Joanne has published more than 2,500 articles and was award recipient of the 1990 Woman of the Year for Beaver County, Pennsylvania, for her accomplishments and excellence in journalism and to the community. Her co-authored book, “Unforgettable Journey,” won fifth place in the Grand Beginnings romance contest. An excerpt from her WIP, “Unearthed,” placed her fifth in the Absolute Write Idol contest. Most recently, her essay, “Perseverance,” is published in the Stories of Strength anthology in which 100% of the profits are donated to disaster relief charities. Her most recent articles were published in ByLine Magazine, Writer's Digest, AbsoluteWrite.com, and Moondance.org. She has a monthly freelance writing column at Absolutewrite.com. Currently, she is the sole caregiver for her 85-year-old mother.

Saturday, October 22, 2005

Making Good Memories.

Some days go along so wonderful that you never want them to end. Today, I spent the morning and afternoon doting over Mom. I lit a fire in the fireplace, sat in the living room with her and talked about everything that left an impression on our lives. I took notes each time she mentioned an event in her life and she asked me what I was doing. I said, “Writing memories.” Mom loved the idea. The smile on her face was brighter than the flames in the fireplace and the warmth of the flames didn’t hold a candle to the warmth we shared.

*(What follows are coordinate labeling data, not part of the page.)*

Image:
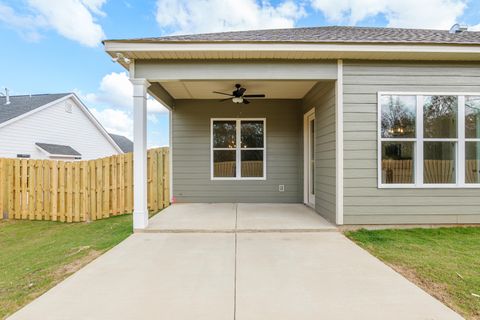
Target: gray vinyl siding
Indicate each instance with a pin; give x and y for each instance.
(191, 152)
(322, 98)
(364, 203)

We spent the afternoon turning pages of the family album--giggling and commenting about pictures of days gone by. It sparked memories of events she’d forgotten and she enjoyed the trip down memory lane. I did too!

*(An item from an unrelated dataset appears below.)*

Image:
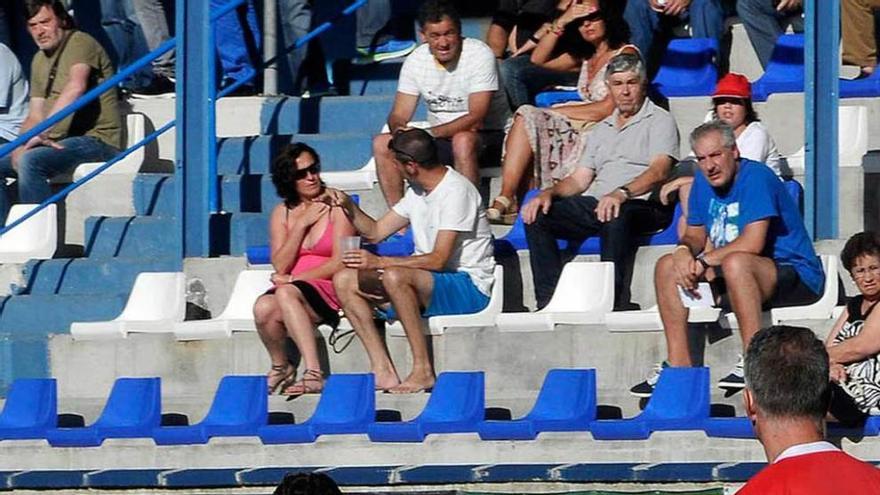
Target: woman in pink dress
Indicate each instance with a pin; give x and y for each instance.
(305, 241)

My oldest daughter and her husband were coming to visit this evening and we planned to go out to dinner. As Mom and I waited for them to come, I wondered if I’ve left enough good memories for my daughters and their families to enjoy. I decided then that I needed to become a memory maker…a good memory maker.

I realized later why this thought struck my mind.

Just as we finished dinner at Eat ‘N Park, my brother and his wife walked in. I hadn’t noticed them but my daughter nodded in their direction and said, “What are the odds of that?” My answer was, “You’re with me. Do you need ask? My luck.” I smiled and added, “Oh well, I’m happy. At least I was able to finish dinner before I lost my appetite.”

A month ago, I chose a path to follow. Part of that path is not acknowledging people who go out of their way to irritate and hurt me…particularly my brothers. I let each of them know that I do not wish to speak to them if they choose to play their foolish games.

This is where I put the “good memory” thought in my mind.

My brother walked up to our table, bent down, leaned into my face and said, “Didn’t you see me come in?” I said "no", stared straight at my daughter, smiled and continued talking. He then leaned in closer, within inches of my face and said, “Hi, Joanne!” Several people at tables around us looked our way because he was so loud.

I must say I was quite impressed with my self-control. I didn’t lower myself to his level and make a scene. My gut feeling was to say, “Get out of my face” and punch him. But I kept my mouth shut, my face expressionless, stared straight ahead, and held my clenched fist in my lap.

I sat…not yielding.

He left our table and walked to his table and sat with his wife. Poor Mom. Her response was of paranoia. “How did he know where I was?” One more thing I have to deal with because of my brother’s ignorance.

Another reason I miss my dad. He kept the boys in line when he was alive. He would have made a good memory…fists and all!